Willis transforms Dégagé! into imagery. He has given the revolution a face before it knew it was a revolution and while he is the same cat, he is the testimony that there is still a long way to go. He stands head on to test whether each new statement is possible. He is the direct outcome of the free speech made possible, never certain whether his words will be allowed and so giving it his all. Putaiiin!



The creation of a civil alliance against violence and for freedom!
- To oppose them we create an alliance so vile to violate freedom!
- you cannot do any better?
- to free violence?

Willis is a performance. Nadia Khiari refers herself to the French mixed media around 1968, when everything was to be tried and nothing was too much: From stand-up (Pierre Desproges and Coluche) the collages of advertising on print, cut to pieces and created into new combinations in magazines (Hara Kiri, since 1970 named Charlie Hebdo) and the drawn, twisted existence with the cigarette and a one-liner always on the lip (Philippe Vuillemin).

But there is also a sense of a condensation of a later date. Willis is a punker, the confrontational raw voice in the raw drawing. He has the timing of a stand-upper, for instance, which adds timing and direction to the roughness of what is said. The words have been framed in speech bubbles of increasing angularity and of the same texture as his own contour.

Nadia Khiari, WillisfromTunis, September 20, 2011:
 "- Well, Willis? How are you holding up against the pressure, the uncertainty,
the Bearded (the Salafists), the threats and political instability?
- I do drugs."
Willis the Drogue Addict in good company with Manet's Absinthe Drinker, 
his words locked into the broad cool of his jaw.
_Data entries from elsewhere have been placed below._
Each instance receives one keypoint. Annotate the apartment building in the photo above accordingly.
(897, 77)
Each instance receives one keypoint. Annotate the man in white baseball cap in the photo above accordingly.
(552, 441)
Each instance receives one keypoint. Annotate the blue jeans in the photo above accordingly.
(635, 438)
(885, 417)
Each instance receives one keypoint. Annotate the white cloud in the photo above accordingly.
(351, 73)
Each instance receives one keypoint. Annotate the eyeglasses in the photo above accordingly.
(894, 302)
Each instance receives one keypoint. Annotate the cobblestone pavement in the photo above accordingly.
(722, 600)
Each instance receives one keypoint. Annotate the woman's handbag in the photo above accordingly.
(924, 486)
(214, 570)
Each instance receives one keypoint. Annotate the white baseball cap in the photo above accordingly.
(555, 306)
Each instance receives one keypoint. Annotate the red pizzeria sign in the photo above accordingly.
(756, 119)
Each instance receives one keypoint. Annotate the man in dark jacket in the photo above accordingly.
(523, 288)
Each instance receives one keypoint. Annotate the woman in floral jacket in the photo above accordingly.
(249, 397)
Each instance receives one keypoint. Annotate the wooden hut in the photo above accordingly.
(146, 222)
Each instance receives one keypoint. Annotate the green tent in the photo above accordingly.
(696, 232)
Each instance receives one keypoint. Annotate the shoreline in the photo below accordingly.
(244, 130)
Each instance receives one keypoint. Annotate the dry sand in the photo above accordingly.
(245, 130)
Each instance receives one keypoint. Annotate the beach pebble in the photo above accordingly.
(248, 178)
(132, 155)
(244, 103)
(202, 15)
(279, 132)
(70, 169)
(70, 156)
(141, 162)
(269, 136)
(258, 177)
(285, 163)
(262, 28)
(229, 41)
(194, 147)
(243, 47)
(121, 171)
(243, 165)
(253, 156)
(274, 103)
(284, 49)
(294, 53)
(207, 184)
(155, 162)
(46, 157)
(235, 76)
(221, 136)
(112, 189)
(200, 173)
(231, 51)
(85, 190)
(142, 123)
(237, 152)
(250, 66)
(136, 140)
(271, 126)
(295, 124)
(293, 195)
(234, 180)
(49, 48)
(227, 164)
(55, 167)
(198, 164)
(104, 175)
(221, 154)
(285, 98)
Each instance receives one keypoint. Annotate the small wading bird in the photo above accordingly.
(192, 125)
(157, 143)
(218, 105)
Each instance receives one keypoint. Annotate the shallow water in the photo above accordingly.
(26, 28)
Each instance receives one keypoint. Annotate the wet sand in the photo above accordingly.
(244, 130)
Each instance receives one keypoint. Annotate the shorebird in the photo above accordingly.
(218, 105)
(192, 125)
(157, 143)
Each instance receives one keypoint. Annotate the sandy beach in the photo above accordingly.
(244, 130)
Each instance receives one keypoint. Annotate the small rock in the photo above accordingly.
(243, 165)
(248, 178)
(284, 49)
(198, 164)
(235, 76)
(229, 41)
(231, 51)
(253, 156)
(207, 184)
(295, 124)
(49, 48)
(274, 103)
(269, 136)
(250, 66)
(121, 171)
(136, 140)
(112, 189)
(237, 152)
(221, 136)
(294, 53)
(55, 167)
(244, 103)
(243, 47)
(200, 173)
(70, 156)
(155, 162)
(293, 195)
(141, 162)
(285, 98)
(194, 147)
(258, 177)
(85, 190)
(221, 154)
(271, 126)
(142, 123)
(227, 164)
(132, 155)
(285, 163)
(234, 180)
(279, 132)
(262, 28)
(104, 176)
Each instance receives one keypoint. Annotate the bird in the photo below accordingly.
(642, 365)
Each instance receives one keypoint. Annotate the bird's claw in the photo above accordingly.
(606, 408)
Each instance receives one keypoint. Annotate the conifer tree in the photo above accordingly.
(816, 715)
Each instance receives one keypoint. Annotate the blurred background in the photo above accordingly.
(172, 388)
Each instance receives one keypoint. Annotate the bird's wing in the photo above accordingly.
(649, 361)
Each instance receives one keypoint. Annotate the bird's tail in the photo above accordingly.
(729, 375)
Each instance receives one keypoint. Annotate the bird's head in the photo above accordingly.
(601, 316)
Before January 2011 created Nadia Khiari psychedelic universes in bold colors with chimeras of composite animals and a feeling of something suppressed and sick in the adventures before us. Imagery on a society in which everything had to be suppressed. Suddenly we were confronted by a punker cat in a bold black line, and when we look at the drawings from the first year, we instantly note that the development was in place from the very first drawing. Willis turns a bit more compact with time, but he was Willis as we know him from the very first, the language already fully formed. Nadia Khiari was a voice that was more than ready now that it was permissible to discuss the hallucinations:


28 days later….16 months later….Constitutiiiooon…
And we are still waiting for the constitution, this month they say?